Statistical Arb/Pairs trading strategy!

medisoft · October 8, 2012, 9:05pm

I installed R, and loaded the library urca and others, I’m able to do the lm <- … but I’m still very newbie on R heheheh

May I ask you how do you create the “p” object/variable/array/whatever you are using in your call for ca.jo?

Thanks.

FXEZ:

By way of contrast and for the sake of completeness, I ran the same pairs with Johansen cointegration using R. Below are the first three columns of eigenvectors applied to the price charted.

R code for package urca:
 m = ca.jo(p, type=c('trace'), ecdet=c('trend'), K=2, spec=c('transitory'))
Eigenvectors, normalised to first column:
(These are the cointegration relations)
AJ.l1     1.000000e+00  1.000000e+00  1.000000e+00  1.000000e+00  1.000000e+00
CJ.l1     2.845320e+01 -2.321219e+00 -6.674735e-01  1.481832e+01 -1.074078e-01
EG.l1     4.471224e+01 -1.105396e+00  6.342888e-01 -4.278603e+01 -8.107445e-01
EJ.l1    -5.219393e+01  3.519224e-01  6.367206e-01 -2.301109e+01  8.236176e-01
EU.l1     2.414314e+01  6.549944e-01 -4.443174e-01  2.967418e+01 -2.073002e+00
trend.l1 -6.072959e-06 -2.922243e-09  3.198172e-07 -7.391761e-06  7.699305e-07
So the first column 1.0AJ + 2.84+01CJ + 4.47+01EG -5.21+01EJ + 2.41+01*EU: these are in the first sub graph.
Values of teststatistic and critical values of test:

          test 10pct  5pct  1pct
r <= 4 |  3.18 10.49 12.25 16.26
r <= 3 | 14.15 22.76 25.32 30.45
r <= 2 | 27.05 39.06 42.44 48.45
r <= 1 | 54.03 59.14 62.99 70.05
r = 0  | [B]97.30[/B] 83.20 87.31 [B]96.58[/B]
Based on the test statistics I would conclude that only the first picture (first column of eigenvectors top of post, first row of teststatistics just above) is significant at the 99% level. This is interesting because it appears that only the 2nd picture has a stationary mean.

The 3rd picture looks sort of similar to the first two pictures in the previous post! Note, I didn’t center the charts for the final number in each column (trend.l1) which is also the intercept value in a regression.

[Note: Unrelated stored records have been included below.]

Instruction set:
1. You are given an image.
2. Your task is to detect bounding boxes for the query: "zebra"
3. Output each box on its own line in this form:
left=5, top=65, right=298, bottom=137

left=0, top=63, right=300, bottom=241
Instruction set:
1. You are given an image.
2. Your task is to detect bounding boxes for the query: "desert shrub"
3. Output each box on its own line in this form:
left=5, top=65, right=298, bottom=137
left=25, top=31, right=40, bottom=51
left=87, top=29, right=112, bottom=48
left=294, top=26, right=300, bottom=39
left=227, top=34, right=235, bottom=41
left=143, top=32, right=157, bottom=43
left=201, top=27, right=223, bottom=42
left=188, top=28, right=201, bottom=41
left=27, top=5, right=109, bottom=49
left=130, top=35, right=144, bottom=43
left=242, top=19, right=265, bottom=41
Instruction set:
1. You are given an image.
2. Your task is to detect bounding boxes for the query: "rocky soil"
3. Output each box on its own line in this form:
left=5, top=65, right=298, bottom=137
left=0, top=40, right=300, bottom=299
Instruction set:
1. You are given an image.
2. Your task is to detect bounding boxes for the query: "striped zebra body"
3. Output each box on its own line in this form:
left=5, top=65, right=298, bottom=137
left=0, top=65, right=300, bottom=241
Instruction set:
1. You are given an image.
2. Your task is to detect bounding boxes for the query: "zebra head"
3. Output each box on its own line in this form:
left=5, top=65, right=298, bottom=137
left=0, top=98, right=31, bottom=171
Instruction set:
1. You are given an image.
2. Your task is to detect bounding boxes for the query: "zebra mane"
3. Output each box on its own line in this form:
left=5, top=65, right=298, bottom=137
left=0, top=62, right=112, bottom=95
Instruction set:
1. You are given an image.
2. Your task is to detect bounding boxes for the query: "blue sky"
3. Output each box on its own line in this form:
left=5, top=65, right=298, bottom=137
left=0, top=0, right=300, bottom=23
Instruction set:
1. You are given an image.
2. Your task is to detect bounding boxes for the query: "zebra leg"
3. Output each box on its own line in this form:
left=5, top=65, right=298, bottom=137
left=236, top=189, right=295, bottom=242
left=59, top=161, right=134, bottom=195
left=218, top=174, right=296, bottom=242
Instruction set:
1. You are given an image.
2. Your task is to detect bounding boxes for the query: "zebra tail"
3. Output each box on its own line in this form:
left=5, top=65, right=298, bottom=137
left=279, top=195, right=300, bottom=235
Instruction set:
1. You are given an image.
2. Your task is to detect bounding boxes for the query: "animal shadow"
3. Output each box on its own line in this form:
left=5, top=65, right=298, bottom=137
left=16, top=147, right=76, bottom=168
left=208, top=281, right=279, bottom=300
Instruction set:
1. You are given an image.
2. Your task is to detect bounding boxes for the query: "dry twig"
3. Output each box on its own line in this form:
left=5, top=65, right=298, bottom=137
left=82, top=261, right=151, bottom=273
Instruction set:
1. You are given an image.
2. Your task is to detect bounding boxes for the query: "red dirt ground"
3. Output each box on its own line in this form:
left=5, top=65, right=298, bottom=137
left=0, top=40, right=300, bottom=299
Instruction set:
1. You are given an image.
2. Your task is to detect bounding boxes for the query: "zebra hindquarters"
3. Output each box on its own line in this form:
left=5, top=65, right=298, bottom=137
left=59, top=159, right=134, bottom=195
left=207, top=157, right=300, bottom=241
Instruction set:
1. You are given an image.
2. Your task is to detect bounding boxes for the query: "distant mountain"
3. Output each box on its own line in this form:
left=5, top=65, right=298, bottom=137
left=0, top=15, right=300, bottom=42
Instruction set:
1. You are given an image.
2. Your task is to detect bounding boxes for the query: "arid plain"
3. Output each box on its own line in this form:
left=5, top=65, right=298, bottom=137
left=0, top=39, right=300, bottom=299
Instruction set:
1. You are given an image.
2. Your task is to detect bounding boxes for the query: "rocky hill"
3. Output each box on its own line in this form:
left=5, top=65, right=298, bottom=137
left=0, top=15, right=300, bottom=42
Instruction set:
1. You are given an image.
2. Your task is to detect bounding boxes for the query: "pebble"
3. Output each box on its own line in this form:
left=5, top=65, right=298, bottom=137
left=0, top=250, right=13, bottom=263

Ghostwalker000 · October 9, 2012, 6:31am

Hey Guys

i been using this system for a while , but i have been losing in almost all the trades i made since trying this out. i must be doing something wrong. I think its because i’m not overlaying EU GU properly and making bad decisions on when to enter.(*using Kelton’s method) After entering the gap btw EU GU , it seems like it immediately widens, pushing my loses and most of the time going over my margin call. I know this thread has advanced by bounds, its a really trouble and bother for most you regulars here for me to ask this, but i any kind soul to help? You don’t have to answer if you dont want to but a point to the right post or entry would be really great Thanks for taking the time to read this and understanding

FXEZ · October 9, 2012, 7:23am

Medisoft, I’m using StatConnector to interface through COM to R from both VB6 and C#. You can also use 7Bit’s mt4r.dll / mt4R.mqh if you’re connecting through C# or VB6 (I translated the mt4r.dll interface for C# and VB6 and VBA ).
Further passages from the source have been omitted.